More than 1,000 children missing from school every day due to truancy and holidays
PUBLISHED: 12:00 07 April 2019
Hundreds of pupils were missing from North Somerset’s schools every day last year.
In total, around 1,300 pupils were missing from primary and secondary school on the average day in 2017-18, according to figures from the Department for Education.
North Somerset’s state secondary school pupils missed 5.5 per cent of their lesson time last year.
Of those absences, more than 20 per cent were unauthorised, which includes truancy and time off for family holidays where permission has not been granted by the headteacher.
Absence rates remained the same in secondary schools compared to 2016-17, when 5.4 per cent of sessions were missed.
However, 13 per cent of the 11,120 pupils enrolled in secondary schools were classed as persistently absent, meaning they missed 10 per cent of their total learning time.

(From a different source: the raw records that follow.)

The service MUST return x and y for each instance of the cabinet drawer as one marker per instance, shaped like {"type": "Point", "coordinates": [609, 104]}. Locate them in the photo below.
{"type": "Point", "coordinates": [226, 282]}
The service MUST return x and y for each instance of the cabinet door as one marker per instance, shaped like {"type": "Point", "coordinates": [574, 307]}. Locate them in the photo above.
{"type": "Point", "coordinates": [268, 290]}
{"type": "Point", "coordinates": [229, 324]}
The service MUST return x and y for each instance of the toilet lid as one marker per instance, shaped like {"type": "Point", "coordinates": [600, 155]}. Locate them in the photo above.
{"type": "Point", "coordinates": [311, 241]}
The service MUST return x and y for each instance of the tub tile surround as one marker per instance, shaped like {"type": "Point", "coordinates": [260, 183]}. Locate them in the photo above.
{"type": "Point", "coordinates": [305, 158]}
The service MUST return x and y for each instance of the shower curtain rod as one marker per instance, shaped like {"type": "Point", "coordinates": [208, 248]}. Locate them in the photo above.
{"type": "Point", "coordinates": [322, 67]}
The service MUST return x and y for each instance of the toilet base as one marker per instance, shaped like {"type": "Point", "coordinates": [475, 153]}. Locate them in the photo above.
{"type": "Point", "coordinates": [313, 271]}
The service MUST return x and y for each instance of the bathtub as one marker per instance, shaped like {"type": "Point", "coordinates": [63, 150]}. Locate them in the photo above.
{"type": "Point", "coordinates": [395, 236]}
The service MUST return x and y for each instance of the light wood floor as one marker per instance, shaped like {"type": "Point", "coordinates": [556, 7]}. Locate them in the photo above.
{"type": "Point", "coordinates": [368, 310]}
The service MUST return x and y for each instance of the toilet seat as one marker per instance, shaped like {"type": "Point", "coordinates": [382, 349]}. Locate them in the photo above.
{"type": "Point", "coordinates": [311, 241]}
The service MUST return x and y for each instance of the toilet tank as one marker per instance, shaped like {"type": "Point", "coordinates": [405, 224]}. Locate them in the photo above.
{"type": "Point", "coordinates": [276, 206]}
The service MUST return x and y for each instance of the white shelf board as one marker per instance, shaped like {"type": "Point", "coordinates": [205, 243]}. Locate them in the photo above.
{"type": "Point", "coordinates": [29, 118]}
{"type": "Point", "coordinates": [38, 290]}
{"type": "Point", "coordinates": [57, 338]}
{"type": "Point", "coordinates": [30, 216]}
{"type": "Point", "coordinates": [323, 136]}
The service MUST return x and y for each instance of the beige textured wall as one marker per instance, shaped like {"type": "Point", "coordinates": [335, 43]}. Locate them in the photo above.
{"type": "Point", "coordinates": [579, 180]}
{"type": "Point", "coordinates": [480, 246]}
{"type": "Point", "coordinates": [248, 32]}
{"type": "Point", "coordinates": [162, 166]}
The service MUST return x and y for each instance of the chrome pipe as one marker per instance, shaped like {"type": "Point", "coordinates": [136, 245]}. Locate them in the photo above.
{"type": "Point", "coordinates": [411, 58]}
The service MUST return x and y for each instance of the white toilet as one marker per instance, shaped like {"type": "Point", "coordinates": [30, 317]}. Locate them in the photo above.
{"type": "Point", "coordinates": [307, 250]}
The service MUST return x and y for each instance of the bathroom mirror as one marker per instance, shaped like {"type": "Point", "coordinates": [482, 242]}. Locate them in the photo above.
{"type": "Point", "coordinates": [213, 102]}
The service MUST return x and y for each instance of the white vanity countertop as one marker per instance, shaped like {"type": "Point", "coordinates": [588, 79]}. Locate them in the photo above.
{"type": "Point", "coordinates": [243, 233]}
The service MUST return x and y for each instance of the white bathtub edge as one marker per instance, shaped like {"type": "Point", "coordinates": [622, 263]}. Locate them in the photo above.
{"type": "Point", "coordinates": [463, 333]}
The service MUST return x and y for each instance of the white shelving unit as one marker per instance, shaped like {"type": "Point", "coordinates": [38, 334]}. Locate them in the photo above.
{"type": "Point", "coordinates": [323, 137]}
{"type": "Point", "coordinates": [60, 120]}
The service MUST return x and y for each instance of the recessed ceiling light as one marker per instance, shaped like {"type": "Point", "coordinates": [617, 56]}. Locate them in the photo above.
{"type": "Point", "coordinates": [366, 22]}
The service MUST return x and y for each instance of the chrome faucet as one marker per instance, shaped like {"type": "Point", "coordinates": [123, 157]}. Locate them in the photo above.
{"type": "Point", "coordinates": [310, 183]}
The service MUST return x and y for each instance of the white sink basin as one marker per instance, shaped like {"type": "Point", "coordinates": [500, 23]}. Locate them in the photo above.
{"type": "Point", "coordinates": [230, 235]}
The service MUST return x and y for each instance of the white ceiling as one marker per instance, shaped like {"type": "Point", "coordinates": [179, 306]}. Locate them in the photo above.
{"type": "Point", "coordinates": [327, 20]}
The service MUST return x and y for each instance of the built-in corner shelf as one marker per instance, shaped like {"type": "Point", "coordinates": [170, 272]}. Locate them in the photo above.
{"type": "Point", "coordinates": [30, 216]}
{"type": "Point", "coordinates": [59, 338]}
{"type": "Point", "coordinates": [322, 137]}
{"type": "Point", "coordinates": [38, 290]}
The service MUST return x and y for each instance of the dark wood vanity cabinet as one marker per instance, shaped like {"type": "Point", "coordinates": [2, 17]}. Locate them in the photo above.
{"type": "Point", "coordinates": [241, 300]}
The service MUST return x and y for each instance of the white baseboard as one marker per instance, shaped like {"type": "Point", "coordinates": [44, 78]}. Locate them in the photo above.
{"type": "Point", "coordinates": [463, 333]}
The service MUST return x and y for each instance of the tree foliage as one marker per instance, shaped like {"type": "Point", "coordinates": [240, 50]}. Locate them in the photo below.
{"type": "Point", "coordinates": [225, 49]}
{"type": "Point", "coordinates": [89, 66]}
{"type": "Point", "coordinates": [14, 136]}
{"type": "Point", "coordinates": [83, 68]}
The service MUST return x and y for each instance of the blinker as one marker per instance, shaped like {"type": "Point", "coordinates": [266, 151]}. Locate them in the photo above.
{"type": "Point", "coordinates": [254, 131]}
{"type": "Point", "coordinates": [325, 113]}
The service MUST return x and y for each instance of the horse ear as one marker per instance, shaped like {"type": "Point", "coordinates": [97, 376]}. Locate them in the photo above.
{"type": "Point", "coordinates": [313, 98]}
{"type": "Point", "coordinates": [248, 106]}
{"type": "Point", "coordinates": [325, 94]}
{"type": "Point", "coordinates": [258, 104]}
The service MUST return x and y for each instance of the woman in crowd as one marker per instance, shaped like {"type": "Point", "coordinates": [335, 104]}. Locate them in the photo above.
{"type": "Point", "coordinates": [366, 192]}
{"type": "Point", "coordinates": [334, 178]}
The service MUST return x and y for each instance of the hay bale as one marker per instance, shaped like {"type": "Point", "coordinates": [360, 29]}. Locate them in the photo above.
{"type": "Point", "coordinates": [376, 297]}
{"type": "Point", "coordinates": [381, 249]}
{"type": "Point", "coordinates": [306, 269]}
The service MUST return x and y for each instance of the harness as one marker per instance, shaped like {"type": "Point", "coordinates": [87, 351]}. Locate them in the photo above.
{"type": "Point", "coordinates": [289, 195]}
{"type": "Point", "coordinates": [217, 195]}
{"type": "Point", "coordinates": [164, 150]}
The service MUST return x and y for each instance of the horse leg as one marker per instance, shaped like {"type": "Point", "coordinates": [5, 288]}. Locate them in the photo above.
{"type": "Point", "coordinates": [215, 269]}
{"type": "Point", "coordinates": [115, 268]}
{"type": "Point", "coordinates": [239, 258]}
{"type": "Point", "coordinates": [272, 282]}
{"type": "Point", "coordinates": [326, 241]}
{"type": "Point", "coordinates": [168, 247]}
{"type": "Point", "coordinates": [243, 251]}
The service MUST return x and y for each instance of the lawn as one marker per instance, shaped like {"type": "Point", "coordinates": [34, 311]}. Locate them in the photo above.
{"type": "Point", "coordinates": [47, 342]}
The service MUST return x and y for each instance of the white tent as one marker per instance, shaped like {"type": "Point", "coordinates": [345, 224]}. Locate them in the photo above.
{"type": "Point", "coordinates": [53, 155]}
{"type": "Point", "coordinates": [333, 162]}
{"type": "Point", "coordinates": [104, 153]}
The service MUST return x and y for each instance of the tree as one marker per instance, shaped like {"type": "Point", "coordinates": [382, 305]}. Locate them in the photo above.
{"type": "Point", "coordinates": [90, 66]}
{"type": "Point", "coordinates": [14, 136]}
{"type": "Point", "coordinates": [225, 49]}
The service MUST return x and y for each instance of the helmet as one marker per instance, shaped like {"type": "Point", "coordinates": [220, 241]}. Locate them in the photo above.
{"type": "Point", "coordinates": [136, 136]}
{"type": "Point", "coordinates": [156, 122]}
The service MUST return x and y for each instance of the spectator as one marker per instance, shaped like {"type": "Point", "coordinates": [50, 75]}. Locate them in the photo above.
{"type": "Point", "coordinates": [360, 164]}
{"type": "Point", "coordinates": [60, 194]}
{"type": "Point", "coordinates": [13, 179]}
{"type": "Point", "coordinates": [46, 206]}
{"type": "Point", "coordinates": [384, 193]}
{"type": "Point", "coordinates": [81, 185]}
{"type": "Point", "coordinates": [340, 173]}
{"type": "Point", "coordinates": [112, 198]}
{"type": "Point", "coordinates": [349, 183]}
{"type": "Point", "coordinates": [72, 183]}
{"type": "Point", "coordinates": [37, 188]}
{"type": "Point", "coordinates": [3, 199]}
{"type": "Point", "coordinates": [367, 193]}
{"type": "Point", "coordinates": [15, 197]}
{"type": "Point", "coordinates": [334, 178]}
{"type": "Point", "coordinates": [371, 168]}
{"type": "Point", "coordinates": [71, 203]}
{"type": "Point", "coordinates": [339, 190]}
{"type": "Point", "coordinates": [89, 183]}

Primary pupils missed 4.2 per cent of their lesson time – the same as last year – with more than 20 per cent of absences unauthorised.
The number of fines given to their parents for their children’s absence increased by 14 per cent last year - with 980 penalty notices issued in 2017-18, compared to 862 in 2016/2017.
A Department for Education spokesman said: “The education secretary has made clear, persistent absence from school is a society-wide challenge that we all need to work together to resolve – and while significant progress has been made, today’s data shows that has now plateaued.
”High quality education and pastoral care will make a real difference to children’s life chances, and that’s particularly important for those who are most vulnerable, but clearly key initiatives will only work if children are present.
”That’s why the rules on term-time absences are clear: no child should be taken out of school without good reason.
“We have put head teachers back in control by supporting them – and local authorities – to use their powers to deal with unauthorised absence.”
Nationally, the number of fines issued increased by 75 per cent to more than 260,000 in 2017-18 – 85 per cent of them for unauthorised family holidays.
The percentage of time absent from state primary and secondary schools also increased slightly, from 4.6 per cent to 4.7 per cent.